Wednesday, April 30, 2008
(Photo)
Bill Earngey
Water, Water Everywhere

Water and sewer rates: Everybody still here? Okay. All of this dithering and figuring about how to pay for the improved, enlarged sewer plant is without any regard to high-end usage and its cost-affect on the low-end usage.

  Residents use about the same amount of water as always, and the vast majority don't have swimming pools, hot tubs, spas, laundries, restaurants, car washes, elaborate gardens, fountains, bars or public bathrooms.

  Everyone -- residents, business, and the City -- pay the same water/sewer costs based on one dollar in and one dollar out (garden meters cost only one dollar "in," because the "out" goes on the ground, not to the sewer plant, but with broken pipes to infiltrate, where does that water really go?).

  All of that still seems sort of, kind of, fair until you remember that the residential usage is static, and the business usage is dynamic -- residential usage stays mostly the same, while business and City usage increases with tourist traffic.

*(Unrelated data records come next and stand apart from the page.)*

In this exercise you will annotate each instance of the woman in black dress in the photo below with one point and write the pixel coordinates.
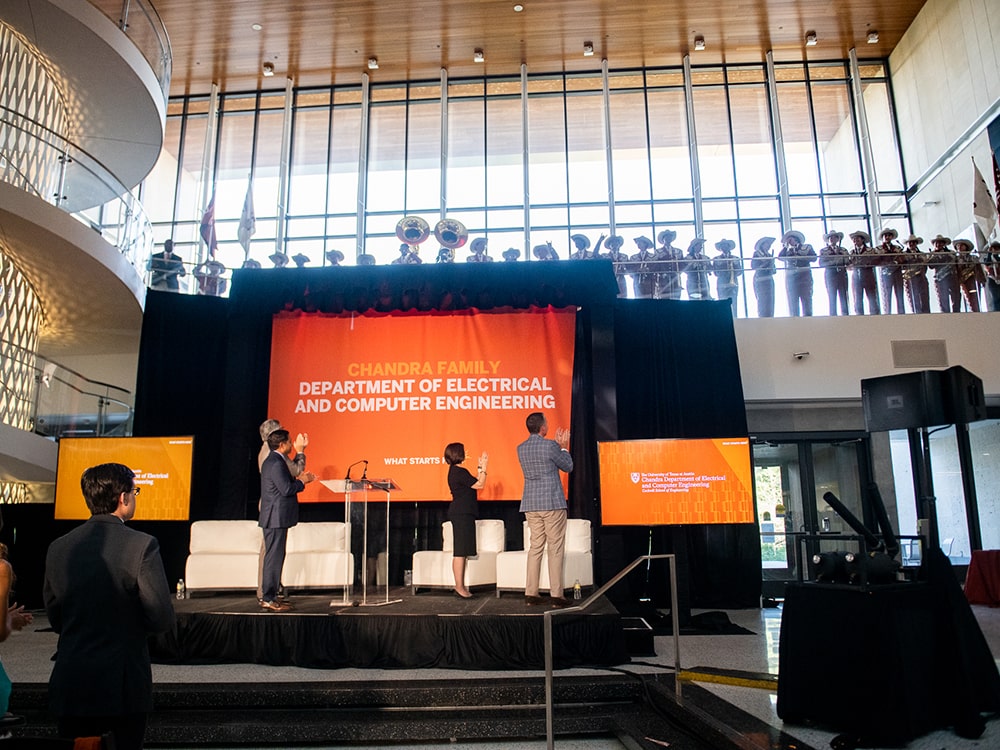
(463, 511)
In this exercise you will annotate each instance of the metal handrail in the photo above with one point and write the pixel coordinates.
(674, 617)
(104, 394)
(140, 22)
(121, 221)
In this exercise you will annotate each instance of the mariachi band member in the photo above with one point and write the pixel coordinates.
(798, 275)
(833, 259)
(582, 244)
(970, 273)
(641, 268)
(668, 266)
(991, 268)
(915, 275)
(727, 269)
(696, 266)
(619, 259)
(479, 248)
(408, 255)
(864, 285)
(943, 261)
(890, 271)
(762, 264)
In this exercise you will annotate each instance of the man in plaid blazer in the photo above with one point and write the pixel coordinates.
(543, 503)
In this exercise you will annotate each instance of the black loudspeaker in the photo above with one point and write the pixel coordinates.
(965, 394)
(922, 399)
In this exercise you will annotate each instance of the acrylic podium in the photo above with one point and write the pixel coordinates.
(367, 524)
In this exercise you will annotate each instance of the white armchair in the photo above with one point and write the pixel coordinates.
(225, 555)
(432, 568)
(578, 560)
(317, 556)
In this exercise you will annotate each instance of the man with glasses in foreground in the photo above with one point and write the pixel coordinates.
(105, 592)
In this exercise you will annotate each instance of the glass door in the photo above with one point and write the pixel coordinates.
(791, 477)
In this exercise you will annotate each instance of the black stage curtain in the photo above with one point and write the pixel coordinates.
(678, 376)
(669, 369)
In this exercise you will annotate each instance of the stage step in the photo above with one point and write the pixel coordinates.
(390, 712)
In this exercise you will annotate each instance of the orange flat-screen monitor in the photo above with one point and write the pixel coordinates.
(669, 482)
(162, 467)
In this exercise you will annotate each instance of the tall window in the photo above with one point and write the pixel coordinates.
(568, 154)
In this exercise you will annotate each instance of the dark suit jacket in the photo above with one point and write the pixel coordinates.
(105, 591)
(279, 502)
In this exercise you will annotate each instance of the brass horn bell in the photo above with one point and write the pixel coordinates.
(451, 233)
(412, 230)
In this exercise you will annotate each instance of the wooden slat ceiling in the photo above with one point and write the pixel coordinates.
(323, 42)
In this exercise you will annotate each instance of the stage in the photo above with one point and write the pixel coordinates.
(428, 630)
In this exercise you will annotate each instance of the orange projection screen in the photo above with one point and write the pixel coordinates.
(664, 482)
(395, 389)
(162, 467)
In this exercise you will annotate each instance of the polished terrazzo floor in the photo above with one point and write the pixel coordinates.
(27, 658)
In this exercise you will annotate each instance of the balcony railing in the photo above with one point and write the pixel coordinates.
(141, 23)
(673, 280)
(61, 402)
(41, 162)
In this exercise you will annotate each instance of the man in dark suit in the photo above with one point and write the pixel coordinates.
(166, 268)
(105, 591)
(279, 511)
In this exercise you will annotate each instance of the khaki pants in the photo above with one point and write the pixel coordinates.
(548, 529)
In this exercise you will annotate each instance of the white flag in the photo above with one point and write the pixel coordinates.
(248, 222)
(984, 210)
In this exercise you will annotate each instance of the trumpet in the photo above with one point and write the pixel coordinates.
(412, 230)
(451, 233)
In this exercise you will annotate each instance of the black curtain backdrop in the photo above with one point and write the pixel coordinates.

  Although a dollar-in and a dollar-out for all usage appears to be equitable, the dynamic business rate pulls the static residential rate up with it: 2,778 residents flushing a toilet annually is wholly different than about 800,000 tourists flushing a toilet annually.

  However, the actual cost is about volume. Construction, maintenance, delivery, treatment and disposal of water directly affects the size and the condition (wear and tear) of our sewer/water plant.

  The higher the volume equals the bigger the plant, and the bigger the plant equals the bigger the maintenance expenses, all of which equals what we pay monthly.

  Yes, we all pay the same rate per gallon, but the periodic need for expansion and maintenance of the plant is what causes our rates to rise.

  Businesses deduct their usage as a cost of doing business, thereby lowering their taxable income. Residential use is not tax deductible.

  In effect, low-end users are subsidizing high-end users.

  Maybe we should schedule the rates by volume rather than a flat rate of a dollar-in and a dollar-out for all users.